Era frustrata; non per essere stata rifiutata ma solo perché si sentiva delusa da lui e nel profondo del suo cuore non gli credeva. Percepiva che c'era sotto qualcosa.
"Perché dici cosi? E soprattutto, perche urli?", disse lui con una scintilla negli occhi.
Lei lesse questo bagliore e si arrabbiò di più.
"Perché sono nervosa, quando sto cosi piango silenziosamente e ho voglia di prendere a calci qualcuno per sbollire la rabbia, sai?"
"Mmmh, puoi sfogarti su di me se ti va", disse increspando le labbra.
-Te ne farò pentire-, pensò lei.
Senza farselo ripetere due volte lei gli saltò addosso urlandogli parolacce di ogni genere, ripetendogli furiosamente di odiarlo.
"Tesoro, perché ti ostini a dirmi che mi odi se entrambi sappiamo che non è cosi?", le sussurrò divertito.
Con un gemito di rabbia lei picchiò più forte lacerando in più punti la carne del ragazzo soprattutto sull'addome. Non accennava a smettere e lui era sempre più divertito.
Non era vendetta, non aveva motivo di vendicarsi e non voleva questo, era soltanto lo sfogo di tutto quello che stava passando in quegli ultimi giorni. Il suo passare in secondo piano, lo stesso modo disinteressato con il quale lui aveva pronunciato poco prima le parole che l'avevano ferita nel profondo. Sentiva un vuoto all'altezza del cuore, un vuoto sempre piu grande, come una voragine nel petto.
Una vocina nella sua testa le ripeteva -È il ragazzo sbagliato di cui innamorarti, non vedi? Non vuole alcuna storia seria ma soltanto un gioco, un divertimento, un passatempo. Te lo avevo detto io di non aspettarti nulla-.

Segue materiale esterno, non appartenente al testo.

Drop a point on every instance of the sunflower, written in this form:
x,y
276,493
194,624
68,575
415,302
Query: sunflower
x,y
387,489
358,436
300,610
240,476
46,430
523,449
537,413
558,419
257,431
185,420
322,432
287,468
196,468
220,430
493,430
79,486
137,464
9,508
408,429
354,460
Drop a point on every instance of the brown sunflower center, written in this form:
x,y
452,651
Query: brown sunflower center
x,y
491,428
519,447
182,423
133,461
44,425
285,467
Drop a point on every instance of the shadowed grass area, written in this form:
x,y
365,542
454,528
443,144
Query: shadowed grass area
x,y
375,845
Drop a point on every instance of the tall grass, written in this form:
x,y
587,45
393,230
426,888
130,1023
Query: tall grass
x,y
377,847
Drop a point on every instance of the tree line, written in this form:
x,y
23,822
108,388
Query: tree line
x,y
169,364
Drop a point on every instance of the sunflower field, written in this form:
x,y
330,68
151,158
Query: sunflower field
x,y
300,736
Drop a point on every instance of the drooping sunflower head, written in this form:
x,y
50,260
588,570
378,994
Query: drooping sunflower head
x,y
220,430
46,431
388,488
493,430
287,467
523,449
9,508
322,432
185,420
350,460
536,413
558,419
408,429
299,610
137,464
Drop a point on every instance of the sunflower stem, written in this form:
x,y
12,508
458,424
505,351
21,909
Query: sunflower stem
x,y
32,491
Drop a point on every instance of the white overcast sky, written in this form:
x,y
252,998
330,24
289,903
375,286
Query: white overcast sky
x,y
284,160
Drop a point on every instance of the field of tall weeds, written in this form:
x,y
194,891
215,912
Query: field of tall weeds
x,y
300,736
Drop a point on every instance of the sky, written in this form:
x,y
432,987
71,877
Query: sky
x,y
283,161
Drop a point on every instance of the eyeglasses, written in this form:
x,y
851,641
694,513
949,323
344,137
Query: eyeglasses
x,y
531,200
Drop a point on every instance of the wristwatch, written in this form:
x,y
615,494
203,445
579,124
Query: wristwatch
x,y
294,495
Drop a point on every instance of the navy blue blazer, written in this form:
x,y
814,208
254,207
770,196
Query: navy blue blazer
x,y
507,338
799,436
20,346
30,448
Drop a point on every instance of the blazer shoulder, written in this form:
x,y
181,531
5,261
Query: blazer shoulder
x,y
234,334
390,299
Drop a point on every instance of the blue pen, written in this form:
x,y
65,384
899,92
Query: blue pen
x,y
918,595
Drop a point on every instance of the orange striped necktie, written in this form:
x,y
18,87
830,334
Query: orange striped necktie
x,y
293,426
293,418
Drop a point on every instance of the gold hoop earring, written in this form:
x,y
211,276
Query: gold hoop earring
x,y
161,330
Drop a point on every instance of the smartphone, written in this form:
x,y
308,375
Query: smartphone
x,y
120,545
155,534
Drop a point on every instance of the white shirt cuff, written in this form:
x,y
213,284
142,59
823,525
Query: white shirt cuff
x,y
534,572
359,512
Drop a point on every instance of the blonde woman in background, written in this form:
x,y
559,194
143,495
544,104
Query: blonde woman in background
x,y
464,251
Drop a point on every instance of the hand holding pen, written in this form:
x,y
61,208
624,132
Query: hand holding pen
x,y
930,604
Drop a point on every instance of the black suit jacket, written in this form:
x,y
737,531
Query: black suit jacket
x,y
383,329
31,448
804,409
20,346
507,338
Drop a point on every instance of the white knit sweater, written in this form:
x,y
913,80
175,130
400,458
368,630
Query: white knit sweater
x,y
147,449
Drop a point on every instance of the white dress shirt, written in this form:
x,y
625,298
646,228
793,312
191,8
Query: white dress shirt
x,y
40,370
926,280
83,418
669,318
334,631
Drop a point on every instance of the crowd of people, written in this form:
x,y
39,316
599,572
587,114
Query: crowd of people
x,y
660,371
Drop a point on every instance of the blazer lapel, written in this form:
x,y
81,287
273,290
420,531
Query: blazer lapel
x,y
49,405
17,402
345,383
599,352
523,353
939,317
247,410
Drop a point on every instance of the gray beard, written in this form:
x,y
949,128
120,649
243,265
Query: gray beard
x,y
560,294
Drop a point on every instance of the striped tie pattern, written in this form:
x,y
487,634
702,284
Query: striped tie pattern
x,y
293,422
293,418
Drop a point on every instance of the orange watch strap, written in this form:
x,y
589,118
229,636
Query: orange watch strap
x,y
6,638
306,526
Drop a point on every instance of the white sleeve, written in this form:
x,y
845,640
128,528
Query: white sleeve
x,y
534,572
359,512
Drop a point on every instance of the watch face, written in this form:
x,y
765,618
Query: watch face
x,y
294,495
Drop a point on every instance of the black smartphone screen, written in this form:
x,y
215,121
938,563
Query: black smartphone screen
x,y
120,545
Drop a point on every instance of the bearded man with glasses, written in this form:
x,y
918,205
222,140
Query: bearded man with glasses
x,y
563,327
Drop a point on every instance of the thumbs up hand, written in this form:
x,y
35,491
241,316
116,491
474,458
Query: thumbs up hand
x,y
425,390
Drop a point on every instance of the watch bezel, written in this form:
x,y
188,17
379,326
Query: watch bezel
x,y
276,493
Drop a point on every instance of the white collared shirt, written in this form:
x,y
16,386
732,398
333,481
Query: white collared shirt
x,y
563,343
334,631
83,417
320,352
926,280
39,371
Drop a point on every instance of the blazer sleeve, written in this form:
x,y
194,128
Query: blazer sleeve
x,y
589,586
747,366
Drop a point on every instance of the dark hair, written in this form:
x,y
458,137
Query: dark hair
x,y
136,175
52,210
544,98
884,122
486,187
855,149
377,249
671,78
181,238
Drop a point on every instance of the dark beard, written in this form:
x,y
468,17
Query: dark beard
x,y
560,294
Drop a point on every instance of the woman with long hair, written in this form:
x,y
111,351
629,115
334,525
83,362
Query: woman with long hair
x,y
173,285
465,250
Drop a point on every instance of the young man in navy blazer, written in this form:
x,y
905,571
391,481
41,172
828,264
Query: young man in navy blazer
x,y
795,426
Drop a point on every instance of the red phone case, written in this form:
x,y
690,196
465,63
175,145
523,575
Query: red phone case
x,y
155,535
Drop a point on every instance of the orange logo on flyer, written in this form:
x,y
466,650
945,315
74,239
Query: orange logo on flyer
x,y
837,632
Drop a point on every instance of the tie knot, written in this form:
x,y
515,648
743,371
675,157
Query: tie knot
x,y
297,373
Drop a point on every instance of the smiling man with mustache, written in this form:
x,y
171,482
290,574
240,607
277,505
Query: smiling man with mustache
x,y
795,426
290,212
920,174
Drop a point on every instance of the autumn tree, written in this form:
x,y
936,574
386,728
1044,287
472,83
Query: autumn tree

Erano le parole che Alan aveva usato qualche settimana prima, per avvertirla sul conto di Arin.
La ragazza aveva deciso di correre il rischio e, nonostante stava soffrendo, non si pentiva minimamente delle scelte che fino ad allora aveva fatto. Ne andava fiera. Il dolore era un lato della medaglia dell'amore e lei lo sapeva bene. Per essere completi bisognava provarle entrambe e non illudersi che tutto andasse a rose e fiori, sarebbe stato infantile. No, lei era preparata e questo lo dimostrava. Nonostante avesse pianto, e continuava a farlo, graffiava sempre di più ed il sorriso di lui non sembrava abbandonargli mai il volto.
Tutto quello che avevano costruito pian piano cadde in un colpo solo, non era una novità per lei, le era già accaduto di essere stata piantata da un giorno all'altro.
"Perciò è finito tutto", disse Theia d'un tratto. "O meglio..", riprese "non è mai cominciata".
"Infatti, non è mai cominciata" sorrise lui.
A quelle parole lei lo tempestò di pugni e le lacrime si susseguorono più copiose, fin quando lui non sussurrò "Adesso è il mio turno, cucciolo di drago blu"
Le strappò un sorriso e l'espressione di lui si addolcì.
"Come mi hai chiamata scusa?", rise nuovamente.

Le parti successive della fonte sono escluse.